Em todas as cidades onde os registros de dengue estão crescendo, o diagnóstico é o mesmo: os reservatórios usados para suportar a seca viraram criadouros do Aedes. O secretário de Saúde de Coremas, Edilson Pereira, disse que a situação pegou todos de surpresa.

“Ninguém imaginava que o inverno fosse chegar e que teríamos esse problema. Por isso uma das nossas lutas agora é conscientizar as pessoas a tratar seus reservatórios e eliminar os focos do mosquito”, afirmou.

Segundo o secretário, os primeiros casos de dengue registrados no mês passado não demonstraram a dimensão que o problema iria tomar, até que o hospital local não conseguiu mais dar conta de tanto atendimento.

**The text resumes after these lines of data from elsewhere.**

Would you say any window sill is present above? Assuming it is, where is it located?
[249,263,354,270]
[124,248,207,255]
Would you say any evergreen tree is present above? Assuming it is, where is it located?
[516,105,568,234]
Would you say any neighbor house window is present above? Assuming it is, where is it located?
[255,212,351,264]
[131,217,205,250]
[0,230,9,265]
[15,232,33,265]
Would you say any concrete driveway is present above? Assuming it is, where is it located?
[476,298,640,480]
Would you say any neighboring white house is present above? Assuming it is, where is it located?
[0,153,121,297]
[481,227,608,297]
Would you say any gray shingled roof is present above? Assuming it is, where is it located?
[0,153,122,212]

“Só no mês de abril fizemos 834 atendimentos. Os casos mais simples ficavam no hospital local, mas os que precisavam de atendimentos mais complexos começamos a transferir para Patos, Campina Grande, Sousa e Piancó. Quando percebemos a gravidade, resolvemos decretar calamidade, para podermos tomar providências urgentes como contratação de mais agentes de vigilância, locação de equipamentos e remanejamento de recursos, já que não recebemos nenhuma verba extra”.

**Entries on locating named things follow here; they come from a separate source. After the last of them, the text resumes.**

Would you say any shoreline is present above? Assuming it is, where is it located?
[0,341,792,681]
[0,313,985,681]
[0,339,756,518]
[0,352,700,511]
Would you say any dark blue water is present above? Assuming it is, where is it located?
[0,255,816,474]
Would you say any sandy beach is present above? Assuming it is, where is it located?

No período do surto, três pessoas morreram e os casos estão sendo investigados para confirmação ou descarte de dengue como a causa da morte.

“Uma da vítimas é um técnico de enfermagem, que já tinha outras doenças e, ao ser infectado com a dengue, não resistiu. Tivemos também um senhor que era paciente renal, fazia hemodiálise e uma criança que nasceu em Campina Grande, de uma mãe que estava com dengue”, relatou o secretário. Os pacientes mortos tinham dengue hemorrágica, inclusive a mãe do recém-nascido.

Combate

Para combater o surto, a prefeitura do município de Coremas tomou várias providências, além de aumentar em 50% o efetivo de agentes de combate à dengue, a prefeitura começou a usar o carro fumacê no dia 22, mobilizou secretarias para fazer limpeza de todos os terrenos baldios da cidade, intensificou as visitas nas residências com aplicação de pesticida e até colocação de alevinos nas caixas d’água e cisternas.

Atenção com febre alta

Segundo o Ministério da Saúde (MS), a infecção por dengue pode não ter sintoma, ser leve ou causar doença grave, levando à morte. Normalmente, a primeira manifestação da dengue é febre alta (39° a 40°C), de início abrupto, que geralmente dura de 2 a 7 dias, acompanhada de dor de cabeça, dores no corpo e articulações, além de prostração, fraqueza, dor atrás dos olhos, erupção e coceira na pele. Perda de peso, náuseas e vômitos são comuns.

Na fase febril inicial da doença, pode ser difícil diferenciá-la. Na forma grave da doença é importante procurar um serviço de saúde para diagnóstico e tratamento adequados, assim que surgirem os sintomas.